“The Faith That Pleases God” (Hebrews 11 sermon)

What kind of gift makes your spouse happy? That’s important to know, isn’t it? Because people vary so much in what pleases them. For example, some women might be delighted if you got them a certain kitchen appliance for Christmas or for their birthday — but there are others that if you got them a kitchen appliance as a gift you’d be in “the doghouse” for the foreseeable future! One of the keys to a good relationship is knowing what kind of gift pleases the one you love.

And this is true of our relationship with God as well. What pleases Him? That’s an important question. Since you are here at church, I assume that means you probably have at least some kind of desire to please God. So what pleases Him? We see it in this passage:
I. Your Life’s Goal Is To Please God

Verse 5 says “By faith Enoch was taken up so that he should not see death … (for) before his being taken up he was he was pleasing to God.” Those last 3 words are the key here: “pleasing to God.” THIS is what we are shooting for. THIS is what we were made for: to please God.

God is the One who created us. He dreamed us up in the beginning. We wouldn’t exist without Him. He formed us and shaped us and gave to each one of us life. Psalm 139 says He formed us in our mother’s womb. When He breathes into us the breath of life, we live. When He takes it away, we die. Our lives begin and end in Him, and during the whole of our life, we are accountable to Him. We are here on this earth to please God. Many of us may need a conscious reminder of that: we are here to please God.

— We are NOT here just to please other people. This is the big mistake so many of us make — spending our whole lives trying to please other people. But the problem is, you can never do it. If you please one group, you are going to anger another. If you give in to one group, you offend another. You simply CANNOT please everyone. You can spend your whole life, running around endlessly in circles, and literally drive yourself MAD trying to please everybody. You cannot do it; you cannot please everybody!

God says the good news is, you don’t have to! That is not what you are here for. You are not here to please people. You are here to please GOD!
In Galatians 1:10 the Apostle Paul said, “For am I now seeking the favor of men, or of God? Or am I striving to please men? If I were still trying to please men, I would not be a bondservant of Christ.” Paul said, I am not just preaching the things that people want to hear; in fact, he was actually offending a lot of people with his teaching. But he said, I am here to please GOD. And you are too! You are not here to please people. God put you here on earth to please HIM! Remember that.
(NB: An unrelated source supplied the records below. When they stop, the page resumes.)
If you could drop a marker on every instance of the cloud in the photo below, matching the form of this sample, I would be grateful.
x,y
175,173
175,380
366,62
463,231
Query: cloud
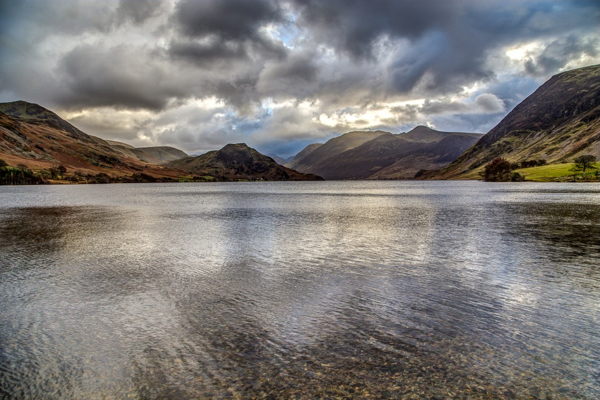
x,y
227,19
281,73
557,54
137,11
121,77
489,103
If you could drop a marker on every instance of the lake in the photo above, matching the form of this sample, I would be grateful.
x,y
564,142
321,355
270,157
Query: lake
x,y
300,289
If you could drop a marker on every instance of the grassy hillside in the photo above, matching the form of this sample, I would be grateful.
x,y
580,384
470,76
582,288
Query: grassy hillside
x,y
558,122
385,155
553,172
236,162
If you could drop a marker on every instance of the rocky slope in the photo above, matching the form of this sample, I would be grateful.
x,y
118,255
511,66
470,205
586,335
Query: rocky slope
x,y
238,162
382,155
156,154
37,138
558,122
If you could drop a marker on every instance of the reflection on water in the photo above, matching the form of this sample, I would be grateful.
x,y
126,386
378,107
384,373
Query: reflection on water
x,y
316,289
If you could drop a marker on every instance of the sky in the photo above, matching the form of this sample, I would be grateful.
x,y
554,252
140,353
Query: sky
x,y
279,75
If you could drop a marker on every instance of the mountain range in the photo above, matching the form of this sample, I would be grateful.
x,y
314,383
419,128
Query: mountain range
x,y
558,122
238,162
37,138
383,155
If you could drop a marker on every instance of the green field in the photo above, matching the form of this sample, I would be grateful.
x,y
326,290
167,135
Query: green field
x,y
554,172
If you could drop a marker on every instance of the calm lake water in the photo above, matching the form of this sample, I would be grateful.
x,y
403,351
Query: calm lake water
x,y
305,289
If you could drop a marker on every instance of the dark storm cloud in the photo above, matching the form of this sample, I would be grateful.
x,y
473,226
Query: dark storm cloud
x,y
298,71
558,52
137,11
286,71
227,19
121,77
446,43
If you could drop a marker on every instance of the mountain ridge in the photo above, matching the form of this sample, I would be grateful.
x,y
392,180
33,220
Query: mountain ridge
x,y
238,162
556,123
380,154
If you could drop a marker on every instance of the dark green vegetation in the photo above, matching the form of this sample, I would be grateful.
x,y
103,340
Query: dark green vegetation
x,y
18,176
583,164
21,175
40,140
236,162
558,123
382,155
35,143
156,154
583,168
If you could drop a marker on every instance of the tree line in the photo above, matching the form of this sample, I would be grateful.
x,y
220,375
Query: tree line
x,y
502,170
22,175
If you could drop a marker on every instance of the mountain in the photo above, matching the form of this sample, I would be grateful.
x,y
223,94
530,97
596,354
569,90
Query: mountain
x,y
39,139
303,153
156,154
318,158
277,159
558,122
382,155
238,162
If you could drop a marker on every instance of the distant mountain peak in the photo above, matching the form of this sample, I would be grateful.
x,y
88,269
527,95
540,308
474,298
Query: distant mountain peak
x,y
38,115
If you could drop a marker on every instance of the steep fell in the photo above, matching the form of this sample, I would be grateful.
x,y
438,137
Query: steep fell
x,y
389,156
238,162
558,122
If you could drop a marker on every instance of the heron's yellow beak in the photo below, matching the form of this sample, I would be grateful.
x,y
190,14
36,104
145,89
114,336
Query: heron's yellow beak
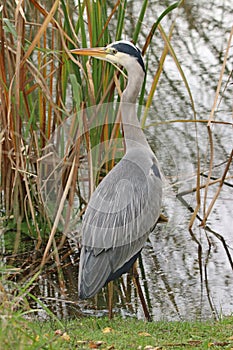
x,y
99,52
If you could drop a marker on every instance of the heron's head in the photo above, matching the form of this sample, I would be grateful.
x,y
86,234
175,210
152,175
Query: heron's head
x,y
120,52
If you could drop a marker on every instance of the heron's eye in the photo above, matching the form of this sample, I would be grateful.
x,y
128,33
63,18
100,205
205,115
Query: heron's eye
x,y
112,51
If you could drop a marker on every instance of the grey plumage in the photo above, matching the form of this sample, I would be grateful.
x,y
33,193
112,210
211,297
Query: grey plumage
x,y
125,206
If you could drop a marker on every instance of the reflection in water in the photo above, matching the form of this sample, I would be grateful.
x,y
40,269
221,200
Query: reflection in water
x,y
188,274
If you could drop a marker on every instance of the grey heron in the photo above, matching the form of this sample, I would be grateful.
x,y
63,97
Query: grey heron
x,y
125,206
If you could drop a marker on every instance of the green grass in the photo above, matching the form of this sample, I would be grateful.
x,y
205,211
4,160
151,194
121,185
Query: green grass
x,y
101,333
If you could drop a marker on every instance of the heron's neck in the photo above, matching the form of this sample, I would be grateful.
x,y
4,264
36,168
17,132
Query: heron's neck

— But here is another angle on that: we are not here just to please OURSELVES either! See, some people would say, “No: I am not a people pleaser. I am just going to do whatever makes me happy, no matter what anyone else thinks.” Well that’s not right either. God didn’t put you here to please other people, but He didn’t place you here just to please yourself either.
— Jesus said in Luke 9:23 that to be His follower means that you “DENY YOURSELF, take up your cross daily and follow HIM.” “Deny yourself” means that as a follower of Christ, you are no longer free to do just whatever you want to do. You are not free to say: “where do I want to live, what do I want to do with my life?” No, when you become a Christian, you put to death your own dreams and aspirations, and follow HIM!
— I Corinthians 6:19-20 says “you are not your own; for you have been bought with a price, therefore glorify God with your body.” The question for the genuine Christian should never be: “what do I feel like doing?”, but “What does GOD want me to do?” So many people give the advice: “Just follow your heart.” NO! The Christian is not to “follow your heart;” you are to follow Jesus! Every day we are to get up and say like Jesus did in the Garden of Gethsemane: “Not my will but thine.” That’s why Jesus taught us to pray in our daily model prayer: “Thy will be done.” Not “my will;” “THY will.” God did not place you here to fulfill your dreams; He placed you here to fulfill HIS purpose for you. You do not exist to please other people; you do not exist to please yourself; you exist to please God.
II. You Please God By FAITH

It is in light of this goal of “pleasing God” that :6 becomes so important: if we were created to please God, then HOW do we do that? Verse 6 gives us the answer. It says: “Without faith it is impossible to please Him.” So if you want to please God, the Bible says, you must have faith. Faith is God’s “love language,” if you will; that’s the gift that pleases God.

So that helps us. If we want to achieve our life’s goal and please God, we must have faith. So one of the first questions we need to ask, then, is, what IS faith? God conveniently gives us the definition of that in :1, “Now faith is the assurance of things hoped for, the conviction of things not seen.” Faith is believing something — really being assured of it; really being convicted of it — even though you have never seen it.

Faith is how we are saved. Verse 2 says, “For by it, the men of old gained approval” — in other words, this is how they were saved in Old Testament times. And the New Testament teaches us that this is how we are saved today too: Ephesians 2:8 says “for by grace are you saved by faith.” And as we saw, “faith” is believing in something we haven’t seen.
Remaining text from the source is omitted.